El anciano asintió con resignación.

Volví a concentrarme en la ceremonia. Las voces siguieron fluctuando y modulando, para acabar muriendo en el silencio. Los monjes desfilaron fuera del coro, y un criado que permanecía a la espera se acercó y cogió del suelo la tapa del ataúd.
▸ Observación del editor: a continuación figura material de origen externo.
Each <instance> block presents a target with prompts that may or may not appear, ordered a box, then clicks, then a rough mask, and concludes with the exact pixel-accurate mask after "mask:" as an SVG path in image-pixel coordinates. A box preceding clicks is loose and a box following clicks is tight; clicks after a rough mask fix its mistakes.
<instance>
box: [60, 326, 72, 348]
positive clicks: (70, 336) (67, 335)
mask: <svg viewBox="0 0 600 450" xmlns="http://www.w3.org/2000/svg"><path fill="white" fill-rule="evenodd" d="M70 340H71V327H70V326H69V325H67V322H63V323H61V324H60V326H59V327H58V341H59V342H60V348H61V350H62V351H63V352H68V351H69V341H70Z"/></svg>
Contemplé por última vez el hosco rostro de Singleton y, durante unos instantes, volví a verlo en los tribunales: sus bravatas, sus aspavientos, su pasión por discutir… Luego, el criado clavó la tapa, y el rostro de Singleton se hundió para siempre en la oscuridad. El prior y un monje de mediana edad y complexión fuerte se acercaron a nosotros, y Mark y yo nos agachamos con ellos para levantar el ataúd. Al hacerlo, noté que algo se movía en el interior. Mark se volvió hacia mí con los ojos como platos.

– La cabeza -le susurré-. Se ha desplazado de su lugar.

Con el estremecedor golpeteo resonando en nuestros oídos, sacamos al difunto de la iglesia, seguidos por los monjes en larga procesión. Camino de la puerta, vi al hermano Gabriel, que rezaba con fervor junto al féretro del novicio. Al vernos pasar, alzó la cabeza y nos lanzó una mirada de muda desesperación.

Avanzamos por la nieve al fúnebre son de las campanas y llegamos al cementerio laico, en cuya blanca extensión la fosa que recibiría el cuerpo de Singleton parecía un tajo marrón. Miré de reojo al prior Mortimus, que iba junto a mí; su duro rostro tenía una expresión sorprendentemente grave.